When Stupidity Reigns Supreme with Extra Sour Cream

There may be something that is being added to the country’s water supplies beyond your customary poisonous fluoride. Then again, maybe it is the result of many years of fluoride poisoning and it has finally taken on a cumulative effect. The bulk of society manages to get increasingly dumber and dumber. They even had a few movies back in the 90’s portending what was to come in the new millennium from Dumb and Dumber and its more asinine sequel to Clueless. I loved Clueless, but it still foreshadowed the coming age of ubiquitous stupidity. Now we have shit like TLC’s Honey Boo-Boo, Toddlers and Tiaras, and My Strange Addiction. The Redneck lifestyle seems to be the preferred milieu for TV producers. We have Lizard Lick Towing, Storage Wars, and Steve Wilkos. Is Jerry Springer still on air? He was one of the first to usher in the display of the mindless behavior of the masses. Now there’s the English gent Jeremy Kyle. Sure throw an Englishman in the mix to be the voice of reason. The English are so much more intelligent and refined than Americans. That’s the message being sent whenever you hear that uppity accent on air.

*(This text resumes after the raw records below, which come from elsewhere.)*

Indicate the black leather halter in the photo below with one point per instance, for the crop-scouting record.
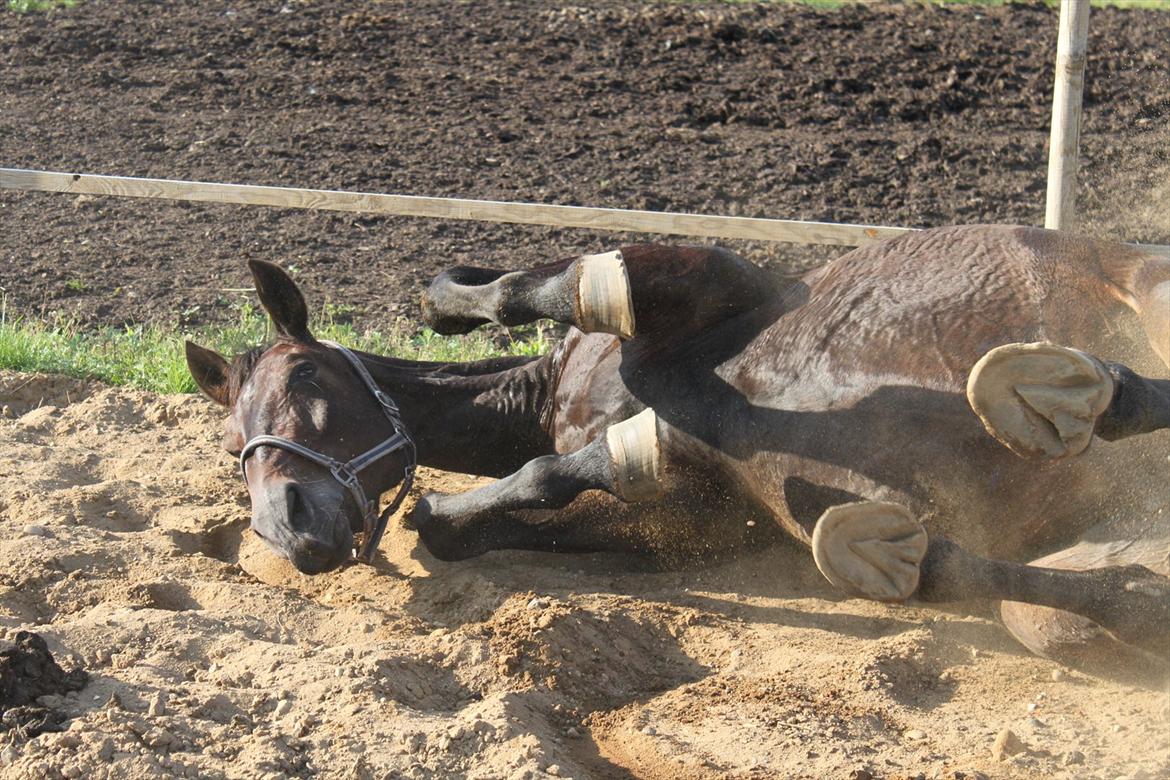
(346, 473)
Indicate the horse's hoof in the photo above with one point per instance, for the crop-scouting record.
(871, 550)
(1039, 400)
(635, 456)
(604, 304)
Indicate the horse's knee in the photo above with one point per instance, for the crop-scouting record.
(438, 532)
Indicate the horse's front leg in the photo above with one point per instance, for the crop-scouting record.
(625, 462)
(880, 551)
(1045, 400)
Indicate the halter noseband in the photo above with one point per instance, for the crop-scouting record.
(346, 473)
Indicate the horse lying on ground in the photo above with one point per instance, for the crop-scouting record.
(700, 402)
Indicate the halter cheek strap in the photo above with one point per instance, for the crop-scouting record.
(346, 473)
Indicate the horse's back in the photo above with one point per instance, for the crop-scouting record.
(862, 386)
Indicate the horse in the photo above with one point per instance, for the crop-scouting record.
(699, 402)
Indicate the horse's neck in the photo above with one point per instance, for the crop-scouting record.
(476, 418)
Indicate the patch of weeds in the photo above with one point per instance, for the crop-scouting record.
(152, 358)
(32, 6)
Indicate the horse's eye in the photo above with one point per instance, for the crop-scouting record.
(304, 372)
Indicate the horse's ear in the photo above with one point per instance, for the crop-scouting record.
(210, 372)
(282, 299)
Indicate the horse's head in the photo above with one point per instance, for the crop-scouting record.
(314, 434)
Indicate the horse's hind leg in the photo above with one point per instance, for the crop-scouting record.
(1075, 640)
(880, 551)
(1044, 400)
(625, 462)
(644, 289)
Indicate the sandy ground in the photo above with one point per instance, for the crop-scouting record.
(123, 530)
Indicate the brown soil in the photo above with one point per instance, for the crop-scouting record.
(123, 535)
(897, 115)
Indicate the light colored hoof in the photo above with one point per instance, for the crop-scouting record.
(871, 550)
(635, 456)
(604, 304)
(1039, 400)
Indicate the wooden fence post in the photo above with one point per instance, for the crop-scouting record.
(1072, 43)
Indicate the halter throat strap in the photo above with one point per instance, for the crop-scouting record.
(346, 473)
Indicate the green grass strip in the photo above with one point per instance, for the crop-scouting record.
(151, 358)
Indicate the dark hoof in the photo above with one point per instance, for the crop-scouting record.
(447, 298)
(436, 531)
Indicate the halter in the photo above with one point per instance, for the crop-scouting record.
(346, 473)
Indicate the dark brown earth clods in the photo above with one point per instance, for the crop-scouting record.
(27, 672)
(896, 115)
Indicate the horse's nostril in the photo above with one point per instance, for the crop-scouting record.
(293, 499)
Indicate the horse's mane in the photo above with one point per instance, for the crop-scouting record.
(241, 367)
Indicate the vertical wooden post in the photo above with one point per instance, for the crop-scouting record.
(1066, 115)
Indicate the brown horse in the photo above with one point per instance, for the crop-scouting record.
(695, 392)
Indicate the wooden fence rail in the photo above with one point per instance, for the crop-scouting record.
(489, 211)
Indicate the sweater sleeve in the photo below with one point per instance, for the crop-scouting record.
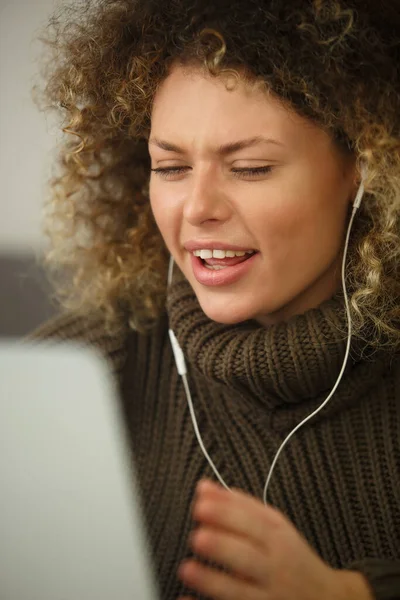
(382, 575)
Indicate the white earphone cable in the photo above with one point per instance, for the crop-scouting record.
(182, 370)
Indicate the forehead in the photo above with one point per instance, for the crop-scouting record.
(189, 91)
(194, 109)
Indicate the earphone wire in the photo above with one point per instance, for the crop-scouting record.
(182, 369)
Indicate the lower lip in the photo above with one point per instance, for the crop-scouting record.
(224, 276)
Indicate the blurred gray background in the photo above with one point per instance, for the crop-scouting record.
(27, 143)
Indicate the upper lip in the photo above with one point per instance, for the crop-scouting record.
(193, 245)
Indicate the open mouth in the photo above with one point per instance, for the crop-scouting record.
(223, 271)
(216, 264)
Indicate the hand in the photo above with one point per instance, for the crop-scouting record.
(267, 558)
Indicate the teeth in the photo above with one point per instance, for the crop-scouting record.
(220, 253)
(216, 267)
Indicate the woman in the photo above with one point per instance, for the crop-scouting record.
(236, 137)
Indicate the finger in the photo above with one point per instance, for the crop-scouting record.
(215, 584)
(207, 488)
(235, 553)
(238, 513)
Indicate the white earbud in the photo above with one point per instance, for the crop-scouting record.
(182, 370)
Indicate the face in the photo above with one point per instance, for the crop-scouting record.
(236, 171)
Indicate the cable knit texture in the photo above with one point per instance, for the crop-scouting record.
(338, 479)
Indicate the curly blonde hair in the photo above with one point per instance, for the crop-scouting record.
(334, 62)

Stupid people are marrying and procreating all of the time as evidenced by all of the Bride Demon shows. We are given a peek into the lives of “Real” housewives, a lot of them are not even married at all. Are we to take notes from these crazy chicks? Trust that stupid people will. You can see it when you venture out. There will be at least one female with those big hoop and balls earrings that are on every black reality show: Basketball Wives, Love & Hip Hop, Real Housewives of Atlanta. Now these earrings can be found in Payless, the shoe store for the vapid. Payless shoes last about a season if even that. Winter you may not be so lucky. Then you have Shoe Dazzle and Shoe Fab or Just Fab, whatever it’s called. The shoes look as cheap as Payless only you have women having orgasms over shoes in the commercials. OOOOOOHHHHHHHHHHH, those shooooeeeesssssssssss! Squirting all over the place over a cheap pair of shoes is not my thing, but apparently that’s what a modern woman is all about in 2012. It is as if shoes were just invented 20 years ago the way some women act. Manolos, Choos, and Loubotins, oh my! Get the fuck outta here. It’s stupid. I love nice things. I love luxuries, but come on. Have we sunken that low as a species?

I believe cell phones contribute to the pervading stupidity as well. 4G this, 4G that. i this, i that. Oh so many apps to choose from. I’m in heaven! Is this the best life now has to offer? Text me, Sext me, Video phone me in a compromising position so that I can show your parents how good of a teacher I am. That’s right Johnny, you get an A for having a big dick. Yes, every other day it seems there is a stupid teacher facing charges of sexually abusing a student. Most of them nowadays are 30 something desperate house hoes. They look demure, they look prim and proper, but underneath is a level of stupidity that has been unrivaled in previous decades. Look, a cute boy with a penis. I must take a ride NOW. I can’t resist. I must follow my base instincts for I am stupid.

Let’s not even get on those folks who are in the upper echelons of society. I need a whole new post for that level of stupidity. People have become so stupid that they no longer know what a normal blue sky is supposed to look like. They see long white expanding streaks in the sky and they say it is due to an increase in air traffic. You say the word “chemtrails” and people look upon you as if you have leprosy. Actually, us intelligent folk are becoming like lepers. We are in our own isolated colony trying to keep stupidity at bay. The basis of the real zombification occurring is in fact stupidity. I’m sorry to say that I believe there is no antidote for this level of ignorance. I’m not for eugenics, but I’m also not sure of what alternative we have to correct this collective mental deficit that keeps growing and growing and growing.